Abstract

In The Neon Demon (Nicolas Winding Refn, 2016) there are several thought-provoking topics concerning the fashion world that can be related to Walter Benjamin’s analyses in Passages. Winding Refn appears to adopt completely the German thinker’s idea that fashion is close to a parody of death, especially in his representation of the fashion systemthrough a violent, bloodthirsty, cannibalistic dimension. In addition to Refn’s work the idea expressed by Benjamin can also be found in films directed by Antonioni, Almodovar and Carax. All of these directors relate to Benjamin’s idea that fashion comprehends some perversions. In Blow-Up (1966), Kika (1993) and The Skin I Live In (2011), Holy Motors (2012) there is a common thread that finds its apex in Neon Demon (2016), where Benjamin’s concept lies in its coils and its soul.
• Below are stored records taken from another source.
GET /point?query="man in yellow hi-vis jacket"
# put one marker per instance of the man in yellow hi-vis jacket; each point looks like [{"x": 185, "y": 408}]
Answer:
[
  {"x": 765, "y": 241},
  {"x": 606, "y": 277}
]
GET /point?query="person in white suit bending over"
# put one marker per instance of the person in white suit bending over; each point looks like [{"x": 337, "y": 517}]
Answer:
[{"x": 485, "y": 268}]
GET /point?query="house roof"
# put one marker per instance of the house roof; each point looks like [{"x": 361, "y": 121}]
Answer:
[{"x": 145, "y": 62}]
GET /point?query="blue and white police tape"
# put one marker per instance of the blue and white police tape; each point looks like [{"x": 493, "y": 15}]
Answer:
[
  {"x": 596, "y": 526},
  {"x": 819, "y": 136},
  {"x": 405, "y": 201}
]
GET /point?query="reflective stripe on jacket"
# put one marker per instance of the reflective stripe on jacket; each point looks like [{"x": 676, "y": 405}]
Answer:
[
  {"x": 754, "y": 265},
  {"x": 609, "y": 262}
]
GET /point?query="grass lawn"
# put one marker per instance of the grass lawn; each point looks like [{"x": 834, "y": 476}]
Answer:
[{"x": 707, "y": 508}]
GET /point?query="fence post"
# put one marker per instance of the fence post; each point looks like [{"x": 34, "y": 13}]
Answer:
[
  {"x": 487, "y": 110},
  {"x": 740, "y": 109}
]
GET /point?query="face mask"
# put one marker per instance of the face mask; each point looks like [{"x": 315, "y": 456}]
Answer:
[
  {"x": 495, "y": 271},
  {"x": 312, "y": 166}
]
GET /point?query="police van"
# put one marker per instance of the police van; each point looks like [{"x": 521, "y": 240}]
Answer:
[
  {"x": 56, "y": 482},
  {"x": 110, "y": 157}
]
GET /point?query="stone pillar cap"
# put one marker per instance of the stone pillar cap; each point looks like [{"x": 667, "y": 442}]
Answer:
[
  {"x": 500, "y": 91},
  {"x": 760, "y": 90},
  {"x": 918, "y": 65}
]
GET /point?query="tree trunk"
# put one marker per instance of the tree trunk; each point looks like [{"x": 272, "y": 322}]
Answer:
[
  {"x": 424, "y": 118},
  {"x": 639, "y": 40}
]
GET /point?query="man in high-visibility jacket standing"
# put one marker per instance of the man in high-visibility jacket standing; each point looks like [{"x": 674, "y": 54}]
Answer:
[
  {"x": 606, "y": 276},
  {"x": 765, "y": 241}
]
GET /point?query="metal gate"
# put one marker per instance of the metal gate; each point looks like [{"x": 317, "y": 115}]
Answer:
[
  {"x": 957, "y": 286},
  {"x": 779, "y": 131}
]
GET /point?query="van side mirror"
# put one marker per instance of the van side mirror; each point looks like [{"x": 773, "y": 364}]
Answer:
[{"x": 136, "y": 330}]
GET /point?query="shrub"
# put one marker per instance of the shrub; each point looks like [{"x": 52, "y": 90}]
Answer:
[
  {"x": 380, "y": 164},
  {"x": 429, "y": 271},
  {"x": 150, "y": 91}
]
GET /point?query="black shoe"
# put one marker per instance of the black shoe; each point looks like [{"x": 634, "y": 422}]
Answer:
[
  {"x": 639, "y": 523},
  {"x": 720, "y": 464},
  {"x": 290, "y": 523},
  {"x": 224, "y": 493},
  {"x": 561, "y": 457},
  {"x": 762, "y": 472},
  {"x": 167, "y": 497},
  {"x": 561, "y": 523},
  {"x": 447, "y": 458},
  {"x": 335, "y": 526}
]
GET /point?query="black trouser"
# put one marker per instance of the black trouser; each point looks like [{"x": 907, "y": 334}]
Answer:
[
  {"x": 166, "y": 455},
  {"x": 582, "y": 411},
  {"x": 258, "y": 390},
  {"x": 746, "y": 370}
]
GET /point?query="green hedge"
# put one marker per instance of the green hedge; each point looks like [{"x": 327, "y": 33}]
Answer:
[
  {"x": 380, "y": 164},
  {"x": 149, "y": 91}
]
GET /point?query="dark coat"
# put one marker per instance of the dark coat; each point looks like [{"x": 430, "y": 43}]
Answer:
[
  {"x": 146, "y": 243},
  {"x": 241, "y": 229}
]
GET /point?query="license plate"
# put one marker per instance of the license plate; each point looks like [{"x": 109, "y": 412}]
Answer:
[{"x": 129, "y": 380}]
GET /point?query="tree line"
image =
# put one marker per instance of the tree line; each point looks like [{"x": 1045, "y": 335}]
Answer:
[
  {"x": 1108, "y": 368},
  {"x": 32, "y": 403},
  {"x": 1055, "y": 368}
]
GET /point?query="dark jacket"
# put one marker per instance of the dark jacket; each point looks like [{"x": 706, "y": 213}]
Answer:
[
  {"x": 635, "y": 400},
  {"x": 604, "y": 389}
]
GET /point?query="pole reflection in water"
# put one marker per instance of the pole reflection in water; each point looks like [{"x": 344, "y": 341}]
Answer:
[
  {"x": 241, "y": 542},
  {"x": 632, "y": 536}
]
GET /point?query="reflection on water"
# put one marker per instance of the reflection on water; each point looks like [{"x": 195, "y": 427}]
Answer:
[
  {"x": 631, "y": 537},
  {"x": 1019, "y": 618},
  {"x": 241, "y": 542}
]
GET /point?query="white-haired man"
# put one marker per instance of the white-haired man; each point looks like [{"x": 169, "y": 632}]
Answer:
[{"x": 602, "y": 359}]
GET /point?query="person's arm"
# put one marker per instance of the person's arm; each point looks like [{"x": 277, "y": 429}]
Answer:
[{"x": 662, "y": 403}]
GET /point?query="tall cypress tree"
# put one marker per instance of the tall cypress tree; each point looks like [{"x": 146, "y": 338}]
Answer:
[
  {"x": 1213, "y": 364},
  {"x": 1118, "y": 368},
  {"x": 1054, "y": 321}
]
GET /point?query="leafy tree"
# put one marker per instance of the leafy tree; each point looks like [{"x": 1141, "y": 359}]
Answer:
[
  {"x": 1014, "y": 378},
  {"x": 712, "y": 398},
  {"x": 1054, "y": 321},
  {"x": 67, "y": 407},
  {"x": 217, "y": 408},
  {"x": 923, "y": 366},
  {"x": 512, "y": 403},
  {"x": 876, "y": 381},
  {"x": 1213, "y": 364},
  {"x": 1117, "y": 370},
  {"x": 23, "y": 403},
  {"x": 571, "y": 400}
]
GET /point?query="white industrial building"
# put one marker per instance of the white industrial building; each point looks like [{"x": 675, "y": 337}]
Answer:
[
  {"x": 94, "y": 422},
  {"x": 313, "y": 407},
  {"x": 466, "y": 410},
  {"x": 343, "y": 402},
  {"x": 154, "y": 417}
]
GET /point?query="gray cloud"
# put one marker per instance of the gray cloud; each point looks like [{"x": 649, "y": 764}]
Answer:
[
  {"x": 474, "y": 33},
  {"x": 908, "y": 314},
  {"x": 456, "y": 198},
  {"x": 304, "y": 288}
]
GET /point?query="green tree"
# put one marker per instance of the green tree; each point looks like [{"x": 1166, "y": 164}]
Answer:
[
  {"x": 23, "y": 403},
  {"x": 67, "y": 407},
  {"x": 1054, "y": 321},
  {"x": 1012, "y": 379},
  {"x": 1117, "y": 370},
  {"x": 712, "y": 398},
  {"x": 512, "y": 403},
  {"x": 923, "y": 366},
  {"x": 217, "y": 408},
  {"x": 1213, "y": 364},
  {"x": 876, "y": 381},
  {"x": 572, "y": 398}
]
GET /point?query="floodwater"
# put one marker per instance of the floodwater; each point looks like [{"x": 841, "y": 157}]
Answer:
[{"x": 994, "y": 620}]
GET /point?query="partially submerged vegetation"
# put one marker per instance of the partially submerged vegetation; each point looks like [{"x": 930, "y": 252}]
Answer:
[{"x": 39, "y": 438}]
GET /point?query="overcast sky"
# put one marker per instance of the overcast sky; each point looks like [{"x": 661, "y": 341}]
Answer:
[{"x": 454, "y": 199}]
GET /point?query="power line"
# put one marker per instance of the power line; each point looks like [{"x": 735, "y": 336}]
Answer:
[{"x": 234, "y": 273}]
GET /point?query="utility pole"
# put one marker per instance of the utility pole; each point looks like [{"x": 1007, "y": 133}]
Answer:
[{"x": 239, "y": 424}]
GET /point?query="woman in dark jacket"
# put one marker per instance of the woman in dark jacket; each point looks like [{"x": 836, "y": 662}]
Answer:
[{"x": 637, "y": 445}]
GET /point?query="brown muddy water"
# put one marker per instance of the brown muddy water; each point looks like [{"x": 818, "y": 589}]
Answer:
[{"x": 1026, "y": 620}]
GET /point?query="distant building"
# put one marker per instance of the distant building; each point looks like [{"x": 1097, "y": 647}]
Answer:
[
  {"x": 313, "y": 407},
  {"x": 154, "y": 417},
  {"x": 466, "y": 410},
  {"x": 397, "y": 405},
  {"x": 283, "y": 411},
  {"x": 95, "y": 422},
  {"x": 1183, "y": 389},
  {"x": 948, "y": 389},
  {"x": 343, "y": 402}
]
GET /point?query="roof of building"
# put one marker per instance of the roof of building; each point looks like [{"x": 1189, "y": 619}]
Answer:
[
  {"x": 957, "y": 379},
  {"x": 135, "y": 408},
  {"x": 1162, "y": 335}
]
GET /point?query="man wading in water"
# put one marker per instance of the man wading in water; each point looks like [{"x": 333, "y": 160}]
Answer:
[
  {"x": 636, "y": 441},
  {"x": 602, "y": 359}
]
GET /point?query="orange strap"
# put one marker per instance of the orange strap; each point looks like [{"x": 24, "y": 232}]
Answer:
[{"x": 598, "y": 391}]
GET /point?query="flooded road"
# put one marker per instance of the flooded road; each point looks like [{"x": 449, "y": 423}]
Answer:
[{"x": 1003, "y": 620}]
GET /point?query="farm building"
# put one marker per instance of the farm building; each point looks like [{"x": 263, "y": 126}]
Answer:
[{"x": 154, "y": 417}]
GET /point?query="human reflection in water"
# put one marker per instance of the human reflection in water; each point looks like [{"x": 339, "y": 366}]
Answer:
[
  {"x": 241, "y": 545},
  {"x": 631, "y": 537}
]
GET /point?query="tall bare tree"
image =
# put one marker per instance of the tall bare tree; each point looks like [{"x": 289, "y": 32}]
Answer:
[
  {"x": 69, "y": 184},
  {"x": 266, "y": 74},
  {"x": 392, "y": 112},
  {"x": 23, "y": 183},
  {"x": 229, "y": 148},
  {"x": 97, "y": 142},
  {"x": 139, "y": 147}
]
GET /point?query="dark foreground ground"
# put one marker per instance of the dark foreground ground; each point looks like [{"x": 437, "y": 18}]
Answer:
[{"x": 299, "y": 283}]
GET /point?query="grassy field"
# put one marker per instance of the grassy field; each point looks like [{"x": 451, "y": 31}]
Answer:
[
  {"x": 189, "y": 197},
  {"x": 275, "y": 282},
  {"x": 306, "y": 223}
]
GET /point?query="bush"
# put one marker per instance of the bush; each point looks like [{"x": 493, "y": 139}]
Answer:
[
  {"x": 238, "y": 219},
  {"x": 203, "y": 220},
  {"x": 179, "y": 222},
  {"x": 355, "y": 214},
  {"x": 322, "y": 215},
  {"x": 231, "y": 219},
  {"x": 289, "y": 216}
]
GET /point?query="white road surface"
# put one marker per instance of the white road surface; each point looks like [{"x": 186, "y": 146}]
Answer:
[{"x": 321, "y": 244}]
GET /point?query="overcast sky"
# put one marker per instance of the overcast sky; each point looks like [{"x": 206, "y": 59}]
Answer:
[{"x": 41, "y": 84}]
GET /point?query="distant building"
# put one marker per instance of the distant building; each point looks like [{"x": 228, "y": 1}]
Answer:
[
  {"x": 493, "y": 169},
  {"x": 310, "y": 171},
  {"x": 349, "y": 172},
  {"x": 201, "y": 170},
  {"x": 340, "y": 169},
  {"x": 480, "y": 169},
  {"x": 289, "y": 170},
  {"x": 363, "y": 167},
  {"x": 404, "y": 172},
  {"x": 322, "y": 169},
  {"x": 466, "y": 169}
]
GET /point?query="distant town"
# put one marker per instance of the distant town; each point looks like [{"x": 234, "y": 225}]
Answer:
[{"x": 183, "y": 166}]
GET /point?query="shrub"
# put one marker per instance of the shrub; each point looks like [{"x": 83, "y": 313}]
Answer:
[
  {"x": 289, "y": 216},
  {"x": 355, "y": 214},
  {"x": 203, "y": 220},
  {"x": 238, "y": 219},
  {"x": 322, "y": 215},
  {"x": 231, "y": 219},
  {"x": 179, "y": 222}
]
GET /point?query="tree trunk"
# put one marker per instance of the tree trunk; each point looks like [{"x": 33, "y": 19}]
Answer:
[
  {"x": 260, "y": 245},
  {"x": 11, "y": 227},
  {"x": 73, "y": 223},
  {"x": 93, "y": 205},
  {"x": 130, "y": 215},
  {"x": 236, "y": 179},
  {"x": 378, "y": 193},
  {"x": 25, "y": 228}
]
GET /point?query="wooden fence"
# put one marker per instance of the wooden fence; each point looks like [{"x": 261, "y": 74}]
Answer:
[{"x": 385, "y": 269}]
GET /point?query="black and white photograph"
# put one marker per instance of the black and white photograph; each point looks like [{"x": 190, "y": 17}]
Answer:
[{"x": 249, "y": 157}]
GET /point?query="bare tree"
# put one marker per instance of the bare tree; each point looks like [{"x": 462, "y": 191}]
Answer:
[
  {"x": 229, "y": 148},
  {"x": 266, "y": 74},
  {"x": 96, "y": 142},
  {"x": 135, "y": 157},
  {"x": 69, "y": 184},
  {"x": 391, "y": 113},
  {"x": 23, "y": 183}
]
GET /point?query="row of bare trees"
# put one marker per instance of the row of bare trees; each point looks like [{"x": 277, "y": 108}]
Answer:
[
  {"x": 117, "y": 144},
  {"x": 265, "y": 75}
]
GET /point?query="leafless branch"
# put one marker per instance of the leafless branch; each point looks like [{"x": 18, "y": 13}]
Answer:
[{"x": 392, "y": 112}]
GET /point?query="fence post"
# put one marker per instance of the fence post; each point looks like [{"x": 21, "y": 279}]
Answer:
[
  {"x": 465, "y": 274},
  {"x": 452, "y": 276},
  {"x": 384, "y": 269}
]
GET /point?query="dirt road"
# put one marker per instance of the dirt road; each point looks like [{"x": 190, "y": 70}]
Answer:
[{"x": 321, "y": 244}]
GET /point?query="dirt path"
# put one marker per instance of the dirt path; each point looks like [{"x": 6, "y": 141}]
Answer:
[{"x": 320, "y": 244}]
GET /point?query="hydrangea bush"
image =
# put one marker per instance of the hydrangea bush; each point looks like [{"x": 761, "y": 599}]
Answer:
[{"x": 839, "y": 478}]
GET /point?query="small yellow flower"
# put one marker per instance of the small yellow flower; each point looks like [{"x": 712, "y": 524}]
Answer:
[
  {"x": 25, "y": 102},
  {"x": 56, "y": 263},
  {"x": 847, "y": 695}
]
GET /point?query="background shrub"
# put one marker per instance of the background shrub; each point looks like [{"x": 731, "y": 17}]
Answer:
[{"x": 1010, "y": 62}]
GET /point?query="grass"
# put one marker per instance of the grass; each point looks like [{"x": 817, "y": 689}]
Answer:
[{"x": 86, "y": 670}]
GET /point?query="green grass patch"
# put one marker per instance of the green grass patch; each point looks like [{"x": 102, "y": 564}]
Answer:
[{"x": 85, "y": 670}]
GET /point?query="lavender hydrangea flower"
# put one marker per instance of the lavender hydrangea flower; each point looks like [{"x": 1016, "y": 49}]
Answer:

Furthermore, that impulse to violence, which is latent in Antonioni’s film but increasingly present in the films by Almodovar and Carax, and especially in The Neon Demon, represents their connection both to Benjamin’s thought and to the ideas expressed by Bataille in Erotism, in The Accursed Share and in The Notion of Expenditure. In these books, the French philosopher shows that the same elements which are present in the five analysed here – that is, violence, sacrifice, beauty profanation, murder and cannibalism – are expressions of the concept of depense, which also includes fashion, intended as a form of dissipation through excess and splendour.